Quick Start¶

Prerequisite

Before creating a job, ensure that you have policies configured for Data Science resources.

See IAM Policies and About Data Science Policies.

Define a Job¶

In ADS, a job is defined by Infrastructure and Runtime. The Data Science Job infrastructure is configured through a DataScienceJob instance. The runtime can be an instance of:

PythonRuntime for Python code stored locally, OCI object storage, or other remote location supported by fsspec. See Run a Python Workload.
GitPythonRuntime for Python code from a Git repository. See Run Code from Git Repo.
NotebookRuntime for a single Jupyter notebook stored locally, OCI object storage, or other remote location supported by fsspec. See Run a Notebook.
ScriptRuntime for bash or shell scripts stored locally, OCI object storage, or other remote location supported by fsspec. See Run a Script.

ContainerRuntime for container images.

Here is an example to define and run a Python Job.

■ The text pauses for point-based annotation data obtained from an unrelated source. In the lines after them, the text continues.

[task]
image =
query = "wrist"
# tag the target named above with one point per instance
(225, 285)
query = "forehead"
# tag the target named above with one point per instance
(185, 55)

Note that a job can be defined either using Python APIs or YAML. See the next section for how to load and save the job with YAML.

Python
YAML

from ads.jobs import Job, DataScienceJob, PythonRuntime

job = (
    Job(name="My Job")
    .with_infrastructure(
        DataScienceJob()
        # Configure logging for getting the job run outputs.
        .with_log_group_id("<log_group_ocid>")
        # Log resource will be auto-generated if log ID is not specified.
        .with_log_id("<log_ocid>")
        # If you are in an OCI data science notebook session,
        # the following configurations are not required.
        # Configurations from the notebook session will be used as defaults.
        .with_compartment_id("<compartment_ocid>")
        .with_project_id("<project_ocid>")
        .with_subnet_id("<subnet_ocid>")
        .with_shape_name("VM.Standard.E3.Flex")
        # Shape config details are applicable only for the flexible shapes.
        .with_shape_config_details(memory_in_gbs=16, ocpus=1)
        # Minimum/Default block storage size is 50 (GB).
        .with_block_storage_size(50)
        # A maximum number of 5 file systems are allowed to be mounted for a job.
        .with_storage_mount(
          {
            "src" : "<mount_target_ip_address>@<export_path>",
            "dest" : "<destination_path>/<destination_directory_name>"
          }, # mount oci file storage to path "<destination_path>/<destination_directory_name>"
          {
            "src" : "oci://<bucket_name>@<namespace>/<prefix>",
            "dest" : "<destination_directory_name>"
          } # mount oci object storage to path "/mnt/<destination_directory_name>"
        )
    )
    .with_runtime(
        PythonRuntime()
        # Specify the service conda environment by slug name.
        .with_service_conda("pytorch110_p38_cpu_v1")
        # Source code of the job, can be local or remote.
        .with_source("path/to/script.py")
        # Environment variable
        .with_environment_variable(NAME="Welcome to OCI Data Science.")
        # Command line argument
        .with_argument(greeting="Good morning")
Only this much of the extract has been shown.